5 Keep your life free from love of money, and be content with what you have, for he has said, “I will never leave you nor forsake you.” 6 So we can confidently say, “The Lord is my helper; I will not fear; what can man do to me?”

Lastly, we are not to covet money and the future acquisition of wealth, but to value all that the Lord has blessed us with today. We need to realize that we are vastly wealthy in spiritual terms in Christ. Our Lord could not have been more generous to us than He has – since He has blessed us with His own intimate and eternal presence!

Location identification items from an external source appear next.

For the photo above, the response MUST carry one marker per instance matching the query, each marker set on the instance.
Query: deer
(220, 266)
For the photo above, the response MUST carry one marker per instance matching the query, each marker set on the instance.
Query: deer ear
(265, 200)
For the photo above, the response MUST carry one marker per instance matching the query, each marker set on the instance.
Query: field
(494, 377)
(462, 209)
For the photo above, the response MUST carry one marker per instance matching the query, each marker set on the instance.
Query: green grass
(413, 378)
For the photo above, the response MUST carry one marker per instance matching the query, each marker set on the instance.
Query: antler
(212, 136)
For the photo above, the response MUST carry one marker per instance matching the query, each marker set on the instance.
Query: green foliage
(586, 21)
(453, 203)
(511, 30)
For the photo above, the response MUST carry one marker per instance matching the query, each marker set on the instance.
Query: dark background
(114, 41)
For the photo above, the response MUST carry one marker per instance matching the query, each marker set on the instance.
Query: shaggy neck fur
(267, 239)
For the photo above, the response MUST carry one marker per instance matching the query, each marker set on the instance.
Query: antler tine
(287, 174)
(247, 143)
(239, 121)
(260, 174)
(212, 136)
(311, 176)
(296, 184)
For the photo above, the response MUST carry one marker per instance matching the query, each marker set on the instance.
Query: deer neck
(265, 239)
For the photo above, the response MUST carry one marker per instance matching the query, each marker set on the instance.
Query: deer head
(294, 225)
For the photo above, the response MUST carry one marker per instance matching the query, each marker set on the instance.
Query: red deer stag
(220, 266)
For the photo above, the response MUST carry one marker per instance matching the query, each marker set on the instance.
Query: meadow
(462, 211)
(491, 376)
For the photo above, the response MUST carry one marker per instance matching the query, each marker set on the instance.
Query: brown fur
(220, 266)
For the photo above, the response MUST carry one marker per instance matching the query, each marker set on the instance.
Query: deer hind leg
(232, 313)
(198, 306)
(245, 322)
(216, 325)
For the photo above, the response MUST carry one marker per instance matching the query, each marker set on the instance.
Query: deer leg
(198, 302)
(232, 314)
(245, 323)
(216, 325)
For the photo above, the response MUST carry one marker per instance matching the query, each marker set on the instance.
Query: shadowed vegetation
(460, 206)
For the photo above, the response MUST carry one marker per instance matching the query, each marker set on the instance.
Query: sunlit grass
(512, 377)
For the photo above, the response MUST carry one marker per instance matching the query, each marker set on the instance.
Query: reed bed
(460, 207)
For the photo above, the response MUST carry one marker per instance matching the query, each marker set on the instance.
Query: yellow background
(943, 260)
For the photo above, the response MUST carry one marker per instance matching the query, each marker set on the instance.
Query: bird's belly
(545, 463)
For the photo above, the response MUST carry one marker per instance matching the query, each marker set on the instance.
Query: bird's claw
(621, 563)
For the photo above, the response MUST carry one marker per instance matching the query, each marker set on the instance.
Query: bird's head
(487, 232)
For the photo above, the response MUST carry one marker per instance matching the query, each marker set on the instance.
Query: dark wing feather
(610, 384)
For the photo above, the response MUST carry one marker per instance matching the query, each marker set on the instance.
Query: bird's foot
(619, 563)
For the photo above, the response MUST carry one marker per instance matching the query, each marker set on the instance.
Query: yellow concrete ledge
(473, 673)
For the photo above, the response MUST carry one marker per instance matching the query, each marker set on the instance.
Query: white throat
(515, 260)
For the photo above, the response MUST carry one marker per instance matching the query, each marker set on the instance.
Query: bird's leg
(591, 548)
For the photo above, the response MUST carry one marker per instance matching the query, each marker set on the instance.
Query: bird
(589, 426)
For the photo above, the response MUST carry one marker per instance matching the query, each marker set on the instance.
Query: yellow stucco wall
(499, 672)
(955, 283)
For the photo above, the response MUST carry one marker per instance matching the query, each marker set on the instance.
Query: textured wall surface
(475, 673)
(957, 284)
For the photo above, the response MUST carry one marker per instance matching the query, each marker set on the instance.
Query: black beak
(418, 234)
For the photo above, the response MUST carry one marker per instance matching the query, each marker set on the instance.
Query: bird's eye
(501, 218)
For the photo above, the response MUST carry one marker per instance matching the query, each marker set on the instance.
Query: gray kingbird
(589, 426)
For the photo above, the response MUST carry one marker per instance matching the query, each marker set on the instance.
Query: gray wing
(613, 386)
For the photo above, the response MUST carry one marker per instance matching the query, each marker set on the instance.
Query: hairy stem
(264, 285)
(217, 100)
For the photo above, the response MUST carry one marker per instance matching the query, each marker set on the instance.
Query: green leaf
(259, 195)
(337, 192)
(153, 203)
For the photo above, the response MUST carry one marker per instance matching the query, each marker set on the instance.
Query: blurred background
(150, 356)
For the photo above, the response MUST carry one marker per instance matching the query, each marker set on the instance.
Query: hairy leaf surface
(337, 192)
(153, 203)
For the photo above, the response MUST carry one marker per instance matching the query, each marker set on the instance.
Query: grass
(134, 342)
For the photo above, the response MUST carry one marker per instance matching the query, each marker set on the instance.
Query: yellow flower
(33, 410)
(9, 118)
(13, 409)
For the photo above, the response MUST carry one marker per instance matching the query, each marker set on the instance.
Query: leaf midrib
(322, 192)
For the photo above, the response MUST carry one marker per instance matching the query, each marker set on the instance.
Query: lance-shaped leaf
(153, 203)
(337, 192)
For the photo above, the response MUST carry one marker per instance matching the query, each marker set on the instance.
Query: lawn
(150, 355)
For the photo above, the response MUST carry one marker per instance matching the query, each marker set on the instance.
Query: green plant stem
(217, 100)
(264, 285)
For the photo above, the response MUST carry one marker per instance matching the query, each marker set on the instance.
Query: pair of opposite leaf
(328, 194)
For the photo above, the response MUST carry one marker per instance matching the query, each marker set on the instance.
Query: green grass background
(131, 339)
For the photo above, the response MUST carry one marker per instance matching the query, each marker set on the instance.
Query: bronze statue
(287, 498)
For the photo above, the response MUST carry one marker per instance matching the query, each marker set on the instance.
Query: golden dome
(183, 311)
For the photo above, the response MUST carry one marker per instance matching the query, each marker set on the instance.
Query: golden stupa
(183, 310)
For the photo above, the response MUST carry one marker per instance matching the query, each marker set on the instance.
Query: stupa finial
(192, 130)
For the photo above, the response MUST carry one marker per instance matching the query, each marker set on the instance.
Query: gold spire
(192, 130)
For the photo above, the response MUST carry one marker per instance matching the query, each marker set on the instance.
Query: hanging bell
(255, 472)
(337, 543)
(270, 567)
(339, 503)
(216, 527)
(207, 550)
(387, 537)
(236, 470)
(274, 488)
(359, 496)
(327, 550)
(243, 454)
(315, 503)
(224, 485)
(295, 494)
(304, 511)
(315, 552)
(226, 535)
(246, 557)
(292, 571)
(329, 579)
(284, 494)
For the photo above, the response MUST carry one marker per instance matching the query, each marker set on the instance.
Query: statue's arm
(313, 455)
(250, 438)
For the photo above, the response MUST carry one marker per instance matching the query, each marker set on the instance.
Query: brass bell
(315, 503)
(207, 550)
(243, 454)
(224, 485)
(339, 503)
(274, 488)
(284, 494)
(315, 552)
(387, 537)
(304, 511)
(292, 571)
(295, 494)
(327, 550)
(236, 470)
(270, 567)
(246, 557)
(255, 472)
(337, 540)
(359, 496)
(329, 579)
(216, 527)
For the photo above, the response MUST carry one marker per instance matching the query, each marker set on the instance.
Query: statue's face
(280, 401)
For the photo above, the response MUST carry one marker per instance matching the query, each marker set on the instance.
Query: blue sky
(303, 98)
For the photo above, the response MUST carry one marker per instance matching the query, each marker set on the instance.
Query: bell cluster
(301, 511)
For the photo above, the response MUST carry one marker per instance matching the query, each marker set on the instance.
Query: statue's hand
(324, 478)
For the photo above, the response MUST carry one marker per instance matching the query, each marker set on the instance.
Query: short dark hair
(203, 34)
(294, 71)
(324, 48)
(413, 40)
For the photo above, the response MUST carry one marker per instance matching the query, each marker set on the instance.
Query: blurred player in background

Matthew Henry puts it so well in his commentary:

“God has said, I will never leave you, nor forsake you, v. 5, 6. This was said to Joshua (ch. 1:5), but belongs to all the faithful servants of God. Old-Testament promises may be applied to New-Testament saints. This promise contains the sum and substance of all the promises. I will never, no, never leave thee, nor ever forsake thee. Here are no fewer than five negatives heaped together, to confirm the promise; the true believer shall have the gracious presence of God with him in life, at death, and forever.”

This, then, is the kind of love that needs to abide with us as believers. In each case we are challenged not to be like those whose citizenship is in this world, but to live as those who are looking for a city whose architect and builder is God!